DETROIT (AP) - Renters outnumber homeowners in Detroit for the first time in 50 years.

The latest estimates available from the U.S. Census Bureau show that about 53 percent of Detroit residents rent their homes.

The foreclosure crisis of the past decade has seen tens of thousands of single-family houses in Detroit shift from owner-occupied to renter-occupied, The Detroit Free Press (https://on.freep.com/2mMUhxW ) reported. The surge apartment living is also part of the shift.

Anika Goss-Foster, director of the Detroit Future City Implementation Office, said the trend doesn’t mean Detroit is on a downward spiral.

“But it does mean that we need to pay more attention to this market. Because not only are there more renters, there are low-income renters living in poor-quality housing, and that’s really what we need to be concerned about,” she said.

Goss-Foster estimated that state or federal housing programs provide subsidies to about one in five of the city’s 130,000 single-family rented houses.
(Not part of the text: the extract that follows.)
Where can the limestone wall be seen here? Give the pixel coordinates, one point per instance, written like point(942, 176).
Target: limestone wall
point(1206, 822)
The switch to a majority-rental market creates a need for new ways of thinking about the city, said Wendy Lewis Jackson, who manages the Kresge Foundation’s Detroit revitalization programs.

“I think there’s an opportunity because many families with young children have moved into these homes,” she said. “And so now, how do we as a city put the right supports around the rental market to ensure stability?”

There are many ways to address the problem, including creating better landlords and making mortgage loans more available to potential buyers.

Goss-Foster and others have recommended an approach that could include such steps as reducing permit fees for landlords to upgrade their properties and offering insurance discounts for new homeowners.

“This is poor-quality expensive housing that people can’t afford to maintain or live in,” Goss-Foster said. “It’s a really big problem.”